De voorzieningenrechter volgt niet het standpunt van verweerder dat tegen de beëindiging van de opvang van verzoeker geen rechtsmiddel mogelijk was. Beëindiging van de opvang op 4 juni 2015 moet als een handeling van het COa ten aanzien van een vreemdeling als zodanig, worden aangemerkt. Dat beëindiging van verstrekkingen één van de rechtsgevolgen is van het meeromvattende afwijzende asielbesluit, doet daaraan niet af. In dit geval heeft de opvang immers voortgeduurd tot ruim meer dan drie jaar nadat het afwijzende asielbesluit in rechte is komen vast te staan. Een feitelijke handeling als bedoeld in artikel 5, tweede lid, van de Wet COa wordt met een besluit gelijkgesteld en daartegen staat het rechtsmiddel van beroep open. Om die reden merkt de voorzieningenrechter het bezwaarschrift van verzoeker van 30 juni 2015 aan als een beroepschrift. (...)

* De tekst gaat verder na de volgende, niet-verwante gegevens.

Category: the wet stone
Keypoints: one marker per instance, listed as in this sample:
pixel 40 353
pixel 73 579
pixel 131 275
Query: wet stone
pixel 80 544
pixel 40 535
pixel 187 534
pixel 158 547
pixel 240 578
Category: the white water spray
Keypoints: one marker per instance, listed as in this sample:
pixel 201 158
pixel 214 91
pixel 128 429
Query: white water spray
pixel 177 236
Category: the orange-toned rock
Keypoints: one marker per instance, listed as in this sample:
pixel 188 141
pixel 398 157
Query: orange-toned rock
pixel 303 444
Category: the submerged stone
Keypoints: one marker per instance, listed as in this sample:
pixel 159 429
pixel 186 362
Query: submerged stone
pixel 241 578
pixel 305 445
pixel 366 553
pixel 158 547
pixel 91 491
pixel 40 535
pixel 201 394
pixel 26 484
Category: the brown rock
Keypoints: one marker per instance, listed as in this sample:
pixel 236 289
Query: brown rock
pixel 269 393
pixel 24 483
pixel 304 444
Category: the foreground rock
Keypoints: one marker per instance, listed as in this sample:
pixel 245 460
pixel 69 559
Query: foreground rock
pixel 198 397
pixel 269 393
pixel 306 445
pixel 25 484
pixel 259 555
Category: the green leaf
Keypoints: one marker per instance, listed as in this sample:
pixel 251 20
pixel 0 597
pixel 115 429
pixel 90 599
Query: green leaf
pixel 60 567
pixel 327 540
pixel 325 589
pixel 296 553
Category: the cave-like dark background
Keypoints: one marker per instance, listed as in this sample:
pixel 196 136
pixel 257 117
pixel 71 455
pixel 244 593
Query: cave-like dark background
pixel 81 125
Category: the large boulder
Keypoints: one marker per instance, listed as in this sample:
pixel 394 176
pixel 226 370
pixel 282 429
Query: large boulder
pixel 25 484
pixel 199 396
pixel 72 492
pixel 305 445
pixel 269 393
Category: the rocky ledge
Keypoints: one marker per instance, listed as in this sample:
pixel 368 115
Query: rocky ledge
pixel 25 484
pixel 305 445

Volgens vaste rechtspraak van de Afdeling bestuursrechtspraak van de Raad van State, onder meer de uitspraak van 6 december 2013 in zaak nr. 201208630/1/V1, houdt de in artikel 3 van de Wet COa neergelegde wettelijke taak van verweerder ook in dat het, hoewel een vreemdeling geen aanspraak heeft op verstrekkingen bij of krachtens de Wet COa, opvang aan de vreemdeling verleent in zeer bijzondere omstandigheden, zoals in geval van een acute medische noodsituatie, die tot feitelijke opvang nopen, voor zover deze omstandigheden niet vallen onder het bereik van de categorieën van artikel 3 van de Rva 2005. Het is aan de vreemdeling om, indien daartoe aanleiding bestaat, aannemelijk te maken dat van zodanige bijzondere omstandigheden sprake is.
Onder een acute medische noodsituatie verstaat verweerder de situatie waarin betrokkene lijdt aan een stoornis, waarvan op basis van de huidige medisch-wetenschappelijke inzichten vaststaat dat het achterwege blijven van onmiddellijke behandeling in deze fase van de stoornis zal leiden tot overlijden, invaliditeit of een andere vorm van ernstige geestelijke en/of lichamelijke schade. Dat die situatie zich voordoet, behoeft niet aan het onthouden van opvang in de weg te staan, indien de desbetreffende vreemdeling aanspraak heeft op medische zorg, die het intreden van de gevolgen van het achterwege laten van medische behandeling voorkomt.
De voorzieningenrechter is in casu van oordeel dat verzoeker niet aannemelijk heeft gemaakt dat sprake is van een acute medische noodsituatie waardoor opvang geboden is.
De voorzieningenrechter wijst het verzoek af.